Spiced Pumpkin Cut-Out Cookies from Bridget Edwards at Pioneer Woman
Servings 12 (I had more than 12 cookies but I probably rolled them too thin; still tasty!)
Ingredients
3 C unbleached all-purpose flour
2 tsp baking powder
1-1/2 tsp cinnamon
3/4 tsp ground ginger
1/4 tsp nutmeg
1/4 tsp allspice
1/8 tsp cloves
3/4 C salted butter, cut into chunks
1/2 C granulated sugar
1/2 C Packed Light Brown Sugar
1 egg
1/2 C pumpkin puree
Royal Icing, Unflavored
Directions
Whisk the flour, baking powder, and spices together. Set aside.
With an electric mixer, cream the butter and sugars together until light and creamy. Beat in the egg and pumpkin, scraping down the sides and bottom of the bowl as needed.
On low speed, add the flour mixture in three additions, mixing just until combined, scraping down the bottom of the bowl occasionally.
Refrigerate the dough for 20–30 minutes before rolling. The pumpkin makes it a little sticky.
Preheat oven to 350ºF. Line cookie sheets with parchment paper.
On a floured surface and with a floured rolling pin, roll the dough to 1/4-inch thickness. Cut out the shapes, then freeze on the cookie sheet for 5–10 minutes before baking. Re-roll the scraps and continue cutting out cookies.
Bake for 10–12 minutes, depending on the size of the cookies. Let rest on the cookie sheet for 2 minutes, then transfer to a wire rack to cool completely.
Once the cookies are cooled, decorate with royal icing.
Royal Icing Recipe from Bake at 350 blog
This will cover 2-3 dozen 3.5 inch cookies in 2 colors
Ingredients
4 tbsp meringue powder
scant 1/2 C water
1 lb powdered sugar
1/2 - 1 tsp light corn syrup
few drops clear extract (optional)
Directions
Combine the meringue powder and water. With the paddle attachment of an electric mixer, beat until combined and foamy.
Sift in the powdered sugar and beat on low to combine. (Do NOT skip the sifting!) Add in the corn syrup and extract if desired.
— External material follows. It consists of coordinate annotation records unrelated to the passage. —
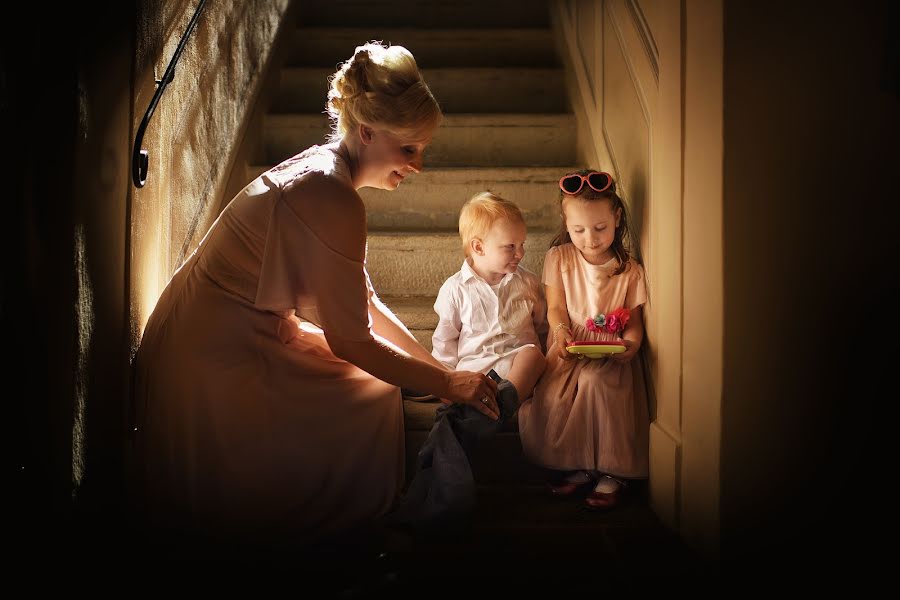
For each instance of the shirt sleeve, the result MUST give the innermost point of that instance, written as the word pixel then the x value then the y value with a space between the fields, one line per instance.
pixel 300 271
pixel 445 339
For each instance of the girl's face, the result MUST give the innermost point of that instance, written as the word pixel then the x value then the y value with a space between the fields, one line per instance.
pixel 500 251
pixel 592 226
pixel 386 159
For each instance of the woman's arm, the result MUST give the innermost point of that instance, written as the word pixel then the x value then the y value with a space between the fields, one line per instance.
pixel 385 324
pixel 393 365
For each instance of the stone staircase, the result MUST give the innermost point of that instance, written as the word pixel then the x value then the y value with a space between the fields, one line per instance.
pixel 507 128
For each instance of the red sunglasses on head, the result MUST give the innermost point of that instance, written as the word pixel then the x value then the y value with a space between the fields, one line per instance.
pixel 598 181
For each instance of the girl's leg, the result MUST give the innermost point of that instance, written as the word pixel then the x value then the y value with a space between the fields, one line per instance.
pixel 528 366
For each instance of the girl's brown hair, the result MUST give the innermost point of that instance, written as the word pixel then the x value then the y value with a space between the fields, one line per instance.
pixel 623 243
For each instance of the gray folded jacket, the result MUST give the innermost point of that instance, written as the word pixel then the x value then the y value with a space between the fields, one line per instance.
pixel 442 490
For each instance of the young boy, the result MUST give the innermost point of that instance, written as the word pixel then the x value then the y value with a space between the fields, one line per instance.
pixel 492 319
pixel 492 313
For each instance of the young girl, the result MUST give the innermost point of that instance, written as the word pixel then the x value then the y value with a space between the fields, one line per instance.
pixel 588 417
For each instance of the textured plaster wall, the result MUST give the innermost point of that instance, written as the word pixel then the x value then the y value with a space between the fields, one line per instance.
pixel 197 128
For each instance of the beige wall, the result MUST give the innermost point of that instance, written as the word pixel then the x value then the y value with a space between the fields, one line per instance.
pixel 196 131
pixel 757 145
pixel 88 251
pixel 624 70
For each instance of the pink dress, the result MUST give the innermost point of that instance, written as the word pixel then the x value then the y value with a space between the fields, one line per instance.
pixel 248 426
pixel 589 414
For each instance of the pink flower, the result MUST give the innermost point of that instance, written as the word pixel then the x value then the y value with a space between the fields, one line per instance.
pixel 617 320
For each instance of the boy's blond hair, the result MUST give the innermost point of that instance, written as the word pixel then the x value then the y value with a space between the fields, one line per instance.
pixel 480 212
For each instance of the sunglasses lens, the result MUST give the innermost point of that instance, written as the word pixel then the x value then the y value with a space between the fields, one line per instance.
pixel 599 181
pixel 571 184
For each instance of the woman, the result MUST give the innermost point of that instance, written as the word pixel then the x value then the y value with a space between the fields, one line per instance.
pixel 268 403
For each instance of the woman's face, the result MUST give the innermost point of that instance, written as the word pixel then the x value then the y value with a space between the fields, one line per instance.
pixel 592 227
pixel 386 158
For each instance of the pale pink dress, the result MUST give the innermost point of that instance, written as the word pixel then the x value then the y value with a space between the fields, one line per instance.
pixel 589 414
pixel 248 426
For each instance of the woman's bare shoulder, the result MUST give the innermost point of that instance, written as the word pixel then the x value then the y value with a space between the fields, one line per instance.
pixel 330 206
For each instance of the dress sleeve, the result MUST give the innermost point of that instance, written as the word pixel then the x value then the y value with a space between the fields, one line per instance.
pixel 552 273
pixel 636 294
pixel 301 272
pixel 445 339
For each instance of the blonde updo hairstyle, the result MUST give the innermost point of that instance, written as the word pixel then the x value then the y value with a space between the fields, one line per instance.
pixel 381 86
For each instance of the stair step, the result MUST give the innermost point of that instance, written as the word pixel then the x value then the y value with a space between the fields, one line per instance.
pixel 433 48
pixel 416 312
pixel 525 89
pixel 432 199
pixel 461 140
pixel 417 264
pixel 430 14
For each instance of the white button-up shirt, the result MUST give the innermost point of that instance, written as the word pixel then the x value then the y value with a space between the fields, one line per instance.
pixel 479 329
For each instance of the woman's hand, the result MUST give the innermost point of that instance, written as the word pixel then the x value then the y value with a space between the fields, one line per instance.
pixel 474 389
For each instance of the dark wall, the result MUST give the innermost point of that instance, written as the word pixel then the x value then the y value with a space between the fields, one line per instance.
pixel 65 81
pixel 812 99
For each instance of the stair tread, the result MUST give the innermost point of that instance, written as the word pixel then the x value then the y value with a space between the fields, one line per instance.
pixel 449 120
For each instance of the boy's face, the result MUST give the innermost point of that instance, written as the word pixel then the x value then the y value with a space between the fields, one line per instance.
pixel 500 251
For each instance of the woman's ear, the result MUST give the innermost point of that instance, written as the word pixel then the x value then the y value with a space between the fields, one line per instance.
pixel 365 134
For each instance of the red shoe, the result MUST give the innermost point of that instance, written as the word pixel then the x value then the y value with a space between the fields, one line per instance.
pixel 567 488
pixel 605 500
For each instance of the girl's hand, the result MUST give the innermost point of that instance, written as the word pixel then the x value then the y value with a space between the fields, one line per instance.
pixel 631 348
pixel 476 390
pixel 562 338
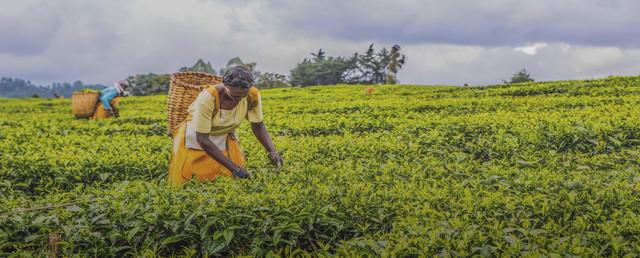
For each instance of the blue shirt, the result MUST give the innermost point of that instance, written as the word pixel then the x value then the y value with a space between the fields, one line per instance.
pixel 106 95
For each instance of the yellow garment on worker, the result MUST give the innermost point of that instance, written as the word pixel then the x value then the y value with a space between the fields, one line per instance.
pixel 186 161
pixel 102 113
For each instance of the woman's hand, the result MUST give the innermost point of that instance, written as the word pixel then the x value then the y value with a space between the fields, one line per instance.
pixel 275 159
pixel 240 173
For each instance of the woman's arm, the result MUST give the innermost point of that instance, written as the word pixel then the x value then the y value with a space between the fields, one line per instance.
pixel 261 133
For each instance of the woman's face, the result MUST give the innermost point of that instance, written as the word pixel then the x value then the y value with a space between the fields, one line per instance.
pixel 235 93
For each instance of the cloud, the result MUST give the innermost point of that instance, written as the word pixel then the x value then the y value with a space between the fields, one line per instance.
pixel 531 49
pixel 453 42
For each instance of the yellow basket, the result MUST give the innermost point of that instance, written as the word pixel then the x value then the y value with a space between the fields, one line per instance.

Increase speed to med-high/high and beat for about 5 minutes, just until the icing is glossy and stiff peaks form. (You should be able to remove the beater from the mixer and hold up and jiggle without the peak falling.) Do not overbeat.
Cover with plastic wrap touching the icing or divide and color using gel paste food colorings.
This "stiff" icing is perfect for outlining and even for building gingerbread houses and monogramming. To fill in your cookies, add water to your icing a teaspoon at a time, stirring with a rubber spatula, until it is the consistency of syrup. This technique of filling a cookie with thinned icing is called "flooding."
The cookies are particularly delightful with real pumpkin. They're soft and chewy too which is how Patrick likes his sugar cookies!